Walsh Lake
The Walsh Lake target is 10 km south of the FAT deposit, adjacent and south of the historical Tundra Gold Mine that was abandoned in 1999. The north part of this target area is connected by a road network that links to the FAT deposit. Walsh Lake is interpreted to be a series of structural zones, parts of which are on strike with the deposits exploited in the Tundra Gold Mine. Preliminary metallurgy and production data from the Tundra Mine has indicated that ore at Walsh Lake is non-refractory free milling.

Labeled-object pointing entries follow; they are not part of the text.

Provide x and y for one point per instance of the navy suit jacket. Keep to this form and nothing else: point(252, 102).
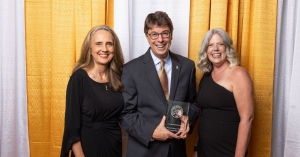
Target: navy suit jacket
point(145, 103)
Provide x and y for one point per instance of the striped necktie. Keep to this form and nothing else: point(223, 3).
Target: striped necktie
point(163, 78)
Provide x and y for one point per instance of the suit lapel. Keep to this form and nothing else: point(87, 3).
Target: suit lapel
point(176, 67)
point(152, 75)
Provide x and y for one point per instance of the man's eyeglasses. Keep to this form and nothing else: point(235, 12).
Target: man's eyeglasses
point(164, 34)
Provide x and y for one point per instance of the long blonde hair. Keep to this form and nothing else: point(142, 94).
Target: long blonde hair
point(115, 65)
point(204, 64)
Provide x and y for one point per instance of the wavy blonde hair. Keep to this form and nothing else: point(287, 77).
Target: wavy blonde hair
point(204, 64)
point(115, 65)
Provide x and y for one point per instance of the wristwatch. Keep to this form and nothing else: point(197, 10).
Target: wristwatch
point(195, 148)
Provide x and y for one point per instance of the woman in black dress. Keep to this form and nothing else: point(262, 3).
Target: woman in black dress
point(225, 95)
point(94, 99)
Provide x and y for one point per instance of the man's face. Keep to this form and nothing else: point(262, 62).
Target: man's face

The Walsh Lake target area stretches one and a half kilometer south from the former mine. This area has undergone several generations of exploration, including some limited past drilling campaigns showing these gold occurrences were located near a regional stratigraphic contact, which could provide significant strike potential. Gold-bearing quartz veins are hosted in sheared rocks near the contact between metamorphosed graywacke and mafic volcanic rocks. The metagraywacke units are fine to coarse sand size material with well preserved, laterally discontinuous, fining upward sequence of graded beds. This turbidite section is distinguished by the absence of volcanic and chemical sedimentary rocks intercalated in the Bouma beds. Metamorphosed mafic volcanic rocks are black to green-black, dense, fine-grained, and typically show fragmental textures. These rocks are principally made up of fine hornblende and plagioclase laths, with localized irregular and fractured dark garnet crystals. Drilling on the Walsh Lake contact zone consistently encounters silica alteration with gold-bearing intervals up to 20 m above the contact in siltstone and up to 60 m below the contact in mafic volcanic rocks interbedded with siltstone or felsic volcanic rocks. Gold is concentrated in arsenopyrite-bearing silica-altered sheared rocks containing abundant quartz veins, with true widths from one to 12 m. The shearing is almost parallel with bedding. This deformation event is associated with the tilting and regional metamorphism and focused along rheological changes in the stratigraphy.